Jadi dalam hal ini SP (Surya Palloh) bisalah tersenyum, sebab PKS tidak akan mungkin pindah ke lain hati. Sayangnya jumlah suara Nasdem dan PKS berdua belum cukup untuk mengusung Capres sendiri.

Sama halnya dengan Gerindra, target Demokrat adalah Capres/Cawapres, dan itu adalah harga mati. Tidak ada istilah "wani piro" bagi mereka, yang ada hanya, "ente jual ane beli!" Jadi kini SP harus berpikir keras bagaimana mengkondisikan semuanya ini agar berjalan lancar nantinya.

***

"Tidak ada musuh dan teman yang abadi, yang abadi hanyalah kepentingan!"
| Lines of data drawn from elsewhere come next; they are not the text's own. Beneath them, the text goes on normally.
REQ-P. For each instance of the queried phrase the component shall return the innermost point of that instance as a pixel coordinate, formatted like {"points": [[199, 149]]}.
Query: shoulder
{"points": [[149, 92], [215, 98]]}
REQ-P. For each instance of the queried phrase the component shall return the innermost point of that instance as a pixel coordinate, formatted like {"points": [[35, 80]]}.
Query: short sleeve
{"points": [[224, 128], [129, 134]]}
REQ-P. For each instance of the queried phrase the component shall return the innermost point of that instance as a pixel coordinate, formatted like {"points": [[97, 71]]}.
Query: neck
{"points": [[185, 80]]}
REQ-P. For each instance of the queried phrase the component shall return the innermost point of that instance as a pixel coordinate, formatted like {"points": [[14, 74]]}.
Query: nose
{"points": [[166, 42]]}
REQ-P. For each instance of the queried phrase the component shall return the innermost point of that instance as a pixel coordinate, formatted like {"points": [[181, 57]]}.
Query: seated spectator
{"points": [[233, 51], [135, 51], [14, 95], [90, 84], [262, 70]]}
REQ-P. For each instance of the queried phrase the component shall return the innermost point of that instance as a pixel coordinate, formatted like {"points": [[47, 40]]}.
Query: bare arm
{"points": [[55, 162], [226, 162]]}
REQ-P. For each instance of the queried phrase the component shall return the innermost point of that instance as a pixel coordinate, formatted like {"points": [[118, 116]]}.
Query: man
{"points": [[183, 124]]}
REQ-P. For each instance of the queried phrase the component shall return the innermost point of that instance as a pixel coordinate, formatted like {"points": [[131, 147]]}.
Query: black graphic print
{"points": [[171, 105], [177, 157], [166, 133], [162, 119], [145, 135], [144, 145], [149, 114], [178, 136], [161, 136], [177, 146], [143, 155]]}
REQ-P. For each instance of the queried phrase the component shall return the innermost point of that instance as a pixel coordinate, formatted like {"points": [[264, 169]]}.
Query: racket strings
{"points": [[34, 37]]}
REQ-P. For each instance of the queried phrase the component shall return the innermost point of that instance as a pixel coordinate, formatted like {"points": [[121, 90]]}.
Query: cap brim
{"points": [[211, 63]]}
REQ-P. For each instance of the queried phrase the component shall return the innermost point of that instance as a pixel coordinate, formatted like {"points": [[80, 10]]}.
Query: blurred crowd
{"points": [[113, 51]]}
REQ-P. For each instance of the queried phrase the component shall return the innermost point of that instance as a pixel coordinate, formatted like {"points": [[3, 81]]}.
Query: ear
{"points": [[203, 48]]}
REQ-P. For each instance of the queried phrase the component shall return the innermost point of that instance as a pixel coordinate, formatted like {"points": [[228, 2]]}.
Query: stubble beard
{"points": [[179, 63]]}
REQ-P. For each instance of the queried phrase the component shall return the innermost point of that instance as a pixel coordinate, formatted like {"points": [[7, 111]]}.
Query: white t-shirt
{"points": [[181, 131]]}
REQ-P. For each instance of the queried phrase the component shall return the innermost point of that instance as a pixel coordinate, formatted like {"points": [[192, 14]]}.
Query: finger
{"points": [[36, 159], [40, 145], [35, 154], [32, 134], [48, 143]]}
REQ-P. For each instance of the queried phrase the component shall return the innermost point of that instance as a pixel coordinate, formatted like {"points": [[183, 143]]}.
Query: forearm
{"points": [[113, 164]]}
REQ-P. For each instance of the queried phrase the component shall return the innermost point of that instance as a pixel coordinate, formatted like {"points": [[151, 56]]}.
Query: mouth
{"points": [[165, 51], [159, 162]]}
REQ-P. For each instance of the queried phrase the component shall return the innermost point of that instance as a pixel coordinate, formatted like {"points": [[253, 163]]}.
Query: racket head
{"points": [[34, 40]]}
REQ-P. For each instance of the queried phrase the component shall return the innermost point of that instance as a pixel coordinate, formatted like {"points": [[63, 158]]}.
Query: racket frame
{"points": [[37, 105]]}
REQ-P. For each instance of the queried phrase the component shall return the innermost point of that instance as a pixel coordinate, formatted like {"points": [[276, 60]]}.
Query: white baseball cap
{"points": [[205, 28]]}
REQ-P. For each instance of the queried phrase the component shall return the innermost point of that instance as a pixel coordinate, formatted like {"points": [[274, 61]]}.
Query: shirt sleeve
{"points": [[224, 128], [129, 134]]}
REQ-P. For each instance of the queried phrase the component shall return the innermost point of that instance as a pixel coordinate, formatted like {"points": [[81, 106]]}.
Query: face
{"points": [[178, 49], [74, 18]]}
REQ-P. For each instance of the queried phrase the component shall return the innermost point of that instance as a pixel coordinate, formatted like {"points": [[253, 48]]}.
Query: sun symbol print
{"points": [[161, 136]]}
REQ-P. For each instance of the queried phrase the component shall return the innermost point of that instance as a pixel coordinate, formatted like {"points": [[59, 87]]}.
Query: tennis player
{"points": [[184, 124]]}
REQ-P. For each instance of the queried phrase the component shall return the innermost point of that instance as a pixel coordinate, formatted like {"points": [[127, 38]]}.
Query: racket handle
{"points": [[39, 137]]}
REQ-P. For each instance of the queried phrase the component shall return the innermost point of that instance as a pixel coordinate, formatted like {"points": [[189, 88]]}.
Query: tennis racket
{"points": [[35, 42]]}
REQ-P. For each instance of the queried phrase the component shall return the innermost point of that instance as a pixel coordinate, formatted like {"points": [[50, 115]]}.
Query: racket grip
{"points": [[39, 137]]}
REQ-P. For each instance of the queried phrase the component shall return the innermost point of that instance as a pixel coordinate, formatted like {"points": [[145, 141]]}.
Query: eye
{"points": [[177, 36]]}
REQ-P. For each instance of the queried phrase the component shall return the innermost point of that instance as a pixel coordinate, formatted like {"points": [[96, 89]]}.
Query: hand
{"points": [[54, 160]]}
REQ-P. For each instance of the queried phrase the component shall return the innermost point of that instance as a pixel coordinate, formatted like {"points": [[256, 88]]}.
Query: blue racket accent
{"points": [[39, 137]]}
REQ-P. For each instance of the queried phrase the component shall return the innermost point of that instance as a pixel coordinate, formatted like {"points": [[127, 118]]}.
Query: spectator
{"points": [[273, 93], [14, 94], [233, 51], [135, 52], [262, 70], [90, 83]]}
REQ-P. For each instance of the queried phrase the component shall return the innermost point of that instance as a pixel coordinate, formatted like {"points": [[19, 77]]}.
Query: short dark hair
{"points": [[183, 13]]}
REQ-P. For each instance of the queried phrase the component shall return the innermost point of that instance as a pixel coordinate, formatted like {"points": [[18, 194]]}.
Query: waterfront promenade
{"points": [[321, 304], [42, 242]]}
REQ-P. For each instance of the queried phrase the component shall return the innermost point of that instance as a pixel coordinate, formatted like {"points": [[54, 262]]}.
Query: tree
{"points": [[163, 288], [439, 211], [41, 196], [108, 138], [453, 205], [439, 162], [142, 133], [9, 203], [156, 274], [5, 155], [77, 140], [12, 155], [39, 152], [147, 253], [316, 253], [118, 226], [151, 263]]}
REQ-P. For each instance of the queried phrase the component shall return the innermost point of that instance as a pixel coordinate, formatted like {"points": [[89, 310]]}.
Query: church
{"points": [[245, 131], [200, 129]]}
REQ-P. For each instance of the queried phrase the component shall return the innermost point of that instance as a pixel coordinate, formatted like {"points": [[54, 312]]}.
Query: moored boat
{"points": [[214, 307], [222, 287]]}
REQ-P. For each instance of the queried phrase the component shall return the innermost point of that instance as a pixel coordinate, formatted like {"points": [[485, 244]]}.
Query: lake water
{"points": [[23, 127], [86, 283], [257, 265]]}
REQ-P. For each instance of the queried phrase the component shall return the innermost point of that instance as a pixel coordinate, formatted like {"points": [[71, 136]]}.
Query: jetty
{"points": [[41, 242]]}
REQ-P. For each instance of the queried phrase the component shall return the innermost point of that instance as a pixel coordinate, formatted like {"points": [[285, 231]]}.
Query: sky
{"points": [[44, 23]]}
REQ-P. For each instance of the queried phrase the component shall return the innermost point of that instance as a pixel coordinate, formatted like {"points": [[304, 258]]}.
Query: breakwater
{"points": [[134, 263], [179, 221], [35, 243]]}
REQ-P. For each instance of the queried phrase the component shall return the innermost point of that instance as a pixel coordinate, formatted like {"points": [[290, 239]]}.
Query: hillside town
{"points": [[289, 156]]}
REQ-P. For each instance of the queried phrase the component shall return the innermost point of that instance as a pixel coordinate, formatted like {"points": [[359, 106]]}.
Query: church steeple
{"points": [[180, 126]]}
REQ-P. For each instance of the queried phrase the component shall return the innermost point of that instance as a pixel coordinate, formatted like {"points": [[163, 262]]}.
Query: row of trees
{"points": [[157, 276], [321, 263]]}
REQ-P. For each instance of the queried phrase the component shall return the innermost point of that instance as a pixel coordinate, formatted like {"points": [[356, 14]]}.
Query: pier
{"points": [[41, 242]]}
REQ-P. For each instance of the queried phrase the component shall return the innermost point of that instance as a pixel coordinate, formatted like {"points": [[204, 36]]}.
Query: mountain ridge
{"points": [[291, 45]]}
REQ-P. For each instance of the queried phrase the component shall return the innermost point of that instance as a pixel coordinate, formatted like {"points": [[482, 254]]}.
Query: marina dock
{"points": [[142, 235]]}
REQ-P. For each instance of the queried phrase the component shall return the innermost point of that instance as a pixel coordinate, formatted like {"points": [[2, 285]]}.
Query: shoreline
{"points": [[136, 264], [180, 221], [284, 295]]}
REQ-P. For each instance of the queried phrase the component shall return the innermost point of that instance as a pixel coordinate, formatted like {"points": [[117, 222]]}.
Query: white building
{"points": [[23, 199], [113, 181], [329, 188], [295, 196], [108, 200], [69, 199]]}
Saat ini Nasdem mendapat tekanan hebat dari masyarakat, mengingat Nasdem (dengan tiga orang menteri di kabinet) adalah bagian dari Pemerintahan (Jokowi)
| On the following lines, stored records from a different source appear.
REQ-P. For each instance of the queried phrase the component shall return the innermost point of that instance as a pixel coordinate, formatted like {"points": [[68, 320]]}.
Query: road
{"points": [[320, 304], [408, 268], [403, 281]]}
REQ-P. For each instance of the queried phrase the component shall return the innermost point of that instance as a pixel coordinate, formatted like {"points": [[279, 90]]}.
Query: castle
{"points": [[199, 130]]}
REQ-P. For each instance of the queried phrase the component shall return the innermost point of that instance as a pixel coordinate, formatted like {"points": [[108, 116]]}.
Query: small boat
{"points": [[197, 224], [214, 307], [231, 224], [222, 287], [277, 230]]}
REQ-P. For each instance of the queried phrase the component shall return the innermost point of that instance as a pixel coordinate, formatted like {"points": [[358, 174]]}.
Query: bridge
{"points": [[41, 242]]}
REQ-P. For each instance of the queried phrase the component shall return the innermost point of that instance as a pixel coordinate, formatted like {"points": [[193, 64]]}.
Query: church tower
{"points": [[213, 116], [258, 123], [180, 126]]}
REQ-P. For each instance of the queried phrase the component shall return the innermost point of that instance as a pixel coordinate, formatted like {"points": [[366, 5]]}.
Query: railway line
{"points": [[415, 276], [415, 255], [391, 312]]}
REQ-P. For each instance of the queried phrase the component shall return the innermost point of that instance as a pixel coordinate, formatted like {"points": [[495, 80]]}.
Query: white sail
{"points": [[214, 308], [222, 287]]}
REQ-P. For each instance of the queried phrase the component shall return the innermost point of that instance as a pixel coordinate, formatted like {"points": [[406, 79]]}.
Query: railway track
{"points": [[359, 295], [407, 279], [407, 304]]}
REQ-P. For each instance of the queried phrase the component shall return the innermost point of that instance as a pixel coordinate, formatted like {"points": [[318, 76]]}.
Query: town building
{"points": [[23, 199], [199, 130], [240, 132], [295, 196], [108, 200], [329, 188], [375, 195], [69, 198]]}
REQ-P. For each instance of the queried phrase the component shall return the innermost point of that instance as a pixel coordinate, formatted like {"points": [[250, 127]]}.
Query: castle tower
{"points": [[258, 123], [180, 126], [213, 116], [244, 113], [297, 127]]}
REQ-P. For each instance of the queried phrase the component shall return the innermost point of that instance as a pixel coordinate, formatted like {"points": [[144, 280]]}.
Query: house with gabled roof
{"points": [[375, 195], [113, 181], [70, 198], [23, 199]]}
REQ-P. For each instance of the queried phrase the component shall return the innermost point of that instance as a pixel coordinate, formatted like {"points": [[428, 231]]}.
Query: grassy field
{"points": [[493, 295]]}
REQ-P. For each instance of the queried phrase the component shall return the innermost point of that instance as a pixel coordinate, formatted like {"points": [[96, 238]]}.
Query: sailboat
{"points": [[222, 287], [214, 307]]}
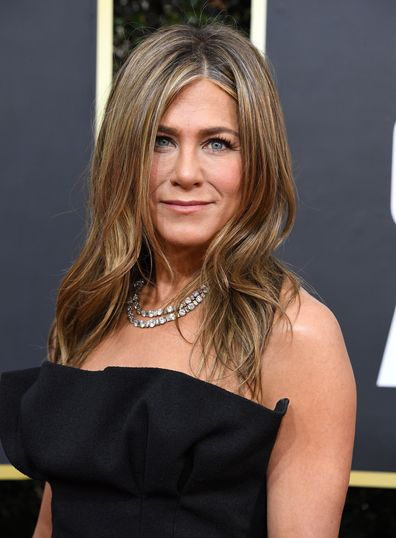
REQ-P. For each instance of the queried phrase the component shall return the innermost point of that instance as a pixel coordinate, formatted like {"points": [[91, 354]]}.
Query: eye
{"points": [[159, 139], [220, 144]]}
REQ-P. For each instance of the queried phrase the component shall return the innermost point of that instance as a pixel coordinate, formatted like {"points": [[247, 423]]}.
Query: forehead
{"points": [[200, 102]]}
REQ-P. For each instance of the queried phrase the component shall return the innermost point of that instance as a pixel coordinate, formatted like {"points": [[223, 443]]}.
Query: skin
{"points": [[308, 471], [191, 165]]}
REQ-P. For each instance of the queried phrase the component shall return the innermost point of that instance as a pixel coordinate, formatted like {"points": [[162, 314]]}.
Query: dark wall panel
{"points": [[47, 91]]}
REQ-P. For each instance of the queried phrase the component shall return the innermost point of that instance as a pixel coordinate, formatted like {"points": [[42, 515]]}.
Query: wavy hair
{"points": [[245, 278]]}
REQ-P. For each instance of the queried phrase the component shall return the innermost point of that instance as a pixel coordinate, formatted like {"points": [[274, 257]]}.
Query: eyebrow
{"points": [[201, 132]]}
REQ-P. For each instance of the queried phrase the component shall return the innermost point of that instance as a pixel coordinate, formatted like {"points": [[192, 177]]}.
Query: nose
{"points": [[187, 169]]}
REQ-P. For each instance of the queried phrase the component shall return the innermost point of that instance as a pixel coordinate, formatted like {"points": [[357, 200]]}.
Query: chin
{"points": [[185, 240]]}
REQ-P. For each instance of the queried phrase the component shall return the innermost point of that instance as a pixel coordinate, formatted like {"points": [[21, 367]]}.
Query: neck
{"points": [[185, 264]]}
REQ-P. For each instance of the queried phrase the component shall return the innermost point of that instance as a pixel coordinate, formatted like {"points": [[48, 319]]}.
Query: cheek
{"points": [[230, 179]]}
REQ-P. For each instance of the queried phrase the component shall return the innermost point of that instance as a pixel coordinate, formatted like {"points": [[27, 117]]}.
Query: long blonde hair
{"points": [[244, 276]]}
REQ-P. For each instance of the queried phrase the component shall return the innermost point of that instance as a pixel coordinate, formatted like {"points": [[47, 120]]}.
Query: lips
{"points": [[190, 202]]}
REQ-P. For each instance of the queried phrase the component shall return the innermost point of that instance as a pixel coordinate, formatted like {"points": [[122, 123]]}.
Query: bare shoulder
{"points": [[312, 456], [314, 346]]}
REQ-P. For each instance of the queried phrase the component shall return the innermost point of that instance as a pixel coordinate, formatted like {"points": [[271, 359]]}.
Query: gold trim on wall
{"points": [[258, 23], [104, 57]]}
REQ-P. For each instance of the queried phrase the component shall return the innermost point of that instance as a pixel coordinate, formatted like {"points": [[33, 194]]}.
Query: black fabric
{"points": [[140, 451]]}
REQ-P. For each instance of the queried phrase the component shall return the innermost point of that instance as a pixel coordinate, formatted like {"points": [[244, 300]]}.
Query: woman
{"points": [[177, 290]]}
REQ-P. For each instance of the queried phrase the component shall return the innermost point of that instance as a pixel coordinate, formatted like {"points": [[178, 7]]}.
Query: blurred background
{"points": [[334, 64]]}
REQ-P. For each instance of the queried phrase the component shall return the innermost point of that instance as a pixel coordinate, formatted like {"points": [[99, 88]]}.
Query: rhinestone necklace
{"points": [[169, 313]]}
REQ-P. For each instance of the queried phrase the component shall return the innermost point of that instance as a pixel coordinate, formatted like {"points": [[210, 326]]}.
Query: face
{"points": [[196, 160]]}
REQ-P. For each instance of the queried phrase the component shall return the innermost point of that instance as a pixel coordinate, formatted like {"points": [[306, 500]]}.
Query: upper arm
{"points": [[309, 468], [44, 522]]}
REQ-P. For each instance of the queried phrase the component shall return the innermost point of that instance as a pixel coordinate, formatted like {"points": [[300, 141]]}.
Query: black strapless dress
{"points": [[140, 452]]}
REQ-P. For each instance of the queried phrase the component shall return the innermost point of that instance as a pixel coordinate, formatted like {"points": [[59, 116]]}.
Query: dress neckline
{"points": [[279, 409]]}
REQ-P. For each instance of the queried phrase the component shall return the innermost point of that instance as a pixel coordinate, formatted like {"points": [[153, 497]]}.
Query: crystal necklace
{"points": [[169, 313]]}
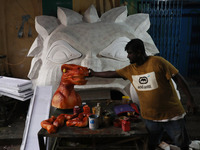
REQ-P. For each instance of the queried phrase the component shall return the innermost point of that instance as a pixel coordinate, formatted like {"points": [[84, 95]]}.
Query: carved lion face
{"points": [[89, 41], [74, 74]]}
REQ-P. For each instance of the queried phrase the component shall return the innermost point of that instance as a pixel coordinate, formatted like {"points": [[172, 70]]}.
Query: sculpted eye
{"points": [[116, 49], [61, 52]]}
Jangankan bintang-bintang yang bertaburan di langit sana, semut merah yang berbaris di dinding tanpa menatapku curiga saja tahu kalau Anies itu adalah antitesis Jokowi!

Ketika Jokowi melakukan Normalisasi saluran, maka Anies menawarkan Naturalisasi (yang sayangnya hingga akhir jabatannya tidak dilaksanakan juga!) Lah, bijimana melaksanakannya kalau Petunjuk Teknis Pelaksanaannya dari Gubernur tidak pernah ada. Lah, bagaimana tukang insinyiur bisa menyusun Petunjuk Teknis kalau di buku Teknik Sipil sendiri tidak ditemukan rumus untuk perhitungan Naturalisasi!

Akhirnya Nasdem terkesan seperti sedang menjalankan "politik dua kaki." Yah, orang Nasdem bisa saja berkilah kalau Nasdem akan tetap setia mengawal Jokowi sampai akhir masa jabatannya, tetapi sembari mendukung Anies juga untuk pencalonan presiden 2024 nanti.

Di tangan kanan Om Bewok ada madu, di tangan kiri ada racun. Ketika Pakde bertanya, "Apa yang akan kau berikan padaku?"

"Keong ratjoen Pakde" jawab Om Bewok tersipoe maloe.

Bagi penulis tentunya tidak masalah kalau Nasdem hendak mendukung Anies atau siapapun, apalagi Jokowi pun tidak bisa dipilih lagi. Akan tetapi seyogianya parpol itu bisa menjadi contoh yang baik untuk memberikan pendidikan politik yang patut dan elegan bagi masyarakat awam agar tidak ada "dusta di antara kita." 

Kalau parpol masih suka melakukan "akobat politik," maka jangan heran kalau di pintu rumah warga akan ditemukan stiker, "Menerima serangan fajar, wani piro? NB : Setia sampai akhir. "

"Kamu pasti nanya? Kamu juga bertanya-tanya?" Kalau parpol lain mengusung kandidat/Ketum partai sendiri, mengapa Nasdem tidak mengusung kandidat/Ketum partai sendiri sebagai Capres/Cawapres pada Pilpres 2024 nanti?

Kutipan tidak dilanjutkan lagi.